In Aiosa v Mercy Med. Ctr., 2006 NY Slip Op 06140, the Second Department recently reinstated a medical malpractice claim against a nurse midwife and the ob/gyn group that employed her. The claim was based upon injuries alleged to have occurred when the birthing bed upon which the plaintiff was laying collapsed three times immediately after she'd given birth. Talk about bad timing.
The trial court held that the defendants owed no duty of care to the plaintiff to safely operate the bed. Not surprisingly, the Second Department reversed that decision:
Contrary to the Supreme Court's determination, Fitzsimmons and OGS owed a duty to the plaintiff to avoid operating the birthing bed in an improper and unsafe manner that would cause the various segments of the bed to fold or collapse suddenly while a patient was on it. The transcript of the plaintiff's deposition testimony...reflects her unambiguous testimony that the foot of the bed collapsed immediately after each of the two attempts made by Fitzsimmons to adjust and secure the foot segment of the bed. As a result, (defendants) failed in their moving papers to establish that they neither exercised control over the bed, nor caused the bed to collapse by their improper and unsafe operation.

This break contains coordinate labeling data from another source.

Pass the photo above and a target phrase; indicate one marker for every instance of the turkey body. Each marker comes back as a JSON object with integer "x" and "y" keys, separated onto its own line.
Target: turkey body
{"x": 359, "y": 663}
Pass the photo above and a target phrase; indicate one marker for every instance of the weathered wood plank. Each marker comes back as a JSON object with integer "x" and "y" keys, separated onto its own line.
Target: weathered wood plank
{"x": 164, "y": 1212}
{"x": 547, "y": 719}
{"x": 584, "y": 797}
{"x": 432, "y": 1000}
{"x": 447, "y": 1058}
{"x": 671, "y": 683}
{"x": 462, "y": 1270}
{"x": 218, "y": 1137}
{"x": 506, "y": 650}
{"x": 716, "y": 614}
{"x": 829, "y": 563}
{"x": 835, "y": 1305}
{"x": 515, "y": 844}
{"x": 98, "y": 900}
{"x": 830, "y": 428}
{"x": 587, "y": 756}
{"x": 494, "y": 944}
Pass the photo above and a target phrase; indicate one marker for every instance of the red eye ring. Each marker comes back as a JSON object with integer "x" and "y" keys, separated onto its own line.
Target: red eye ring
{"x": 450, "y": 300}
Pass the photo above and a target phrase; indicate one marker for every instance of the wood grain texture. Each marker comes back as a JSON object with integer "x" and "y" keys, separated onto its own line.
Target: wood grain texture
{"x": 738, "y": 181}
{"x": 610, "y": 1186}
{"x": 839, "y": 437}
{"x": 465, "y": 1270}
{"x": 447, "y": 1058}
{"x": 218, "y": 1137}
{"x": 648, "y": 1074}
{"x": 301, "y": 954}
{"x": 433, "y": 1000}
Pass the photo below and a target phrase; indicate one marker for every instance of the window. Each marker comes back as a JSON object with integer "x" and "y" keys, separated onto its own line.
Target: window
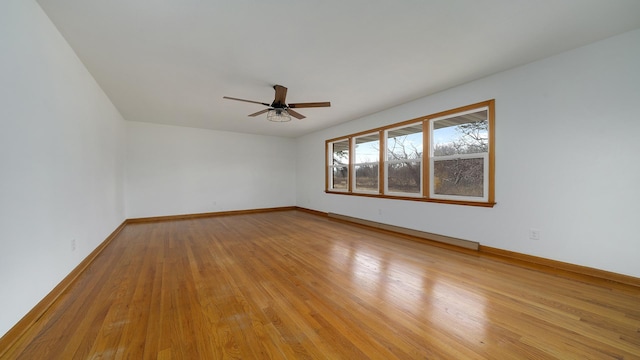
{"x": 366, "y": 158}
{"x": 404, "y": 160}
{"x": 446, "y": 157}
{"x": 339, "y": 168}
{"x": 459, "y": 156}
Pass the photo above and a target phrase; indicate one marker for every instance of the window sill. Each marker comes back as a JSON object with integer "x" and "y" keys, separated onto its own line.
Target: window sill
{"x": 413, "y": 198}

I think that conclusion is fairly self evident. Am I the only one surprised by the trial court's decision? Of course there was a duty owed to the plaintiff in this situation. And, absent allegations of a defect in the bed (and there was no indication of that type of claim in the decision), I think that at this stage of the proceedings, it's too early to conclude that the midwife was not at least partially liable for the plaintiff's alleged injuries. If nothing else, there's a feasible res ipsa claim here, although I think that simple negligence could arguably apply as well. Beds that are not defective don't just collapse, unless they're not being properly maintained or operated.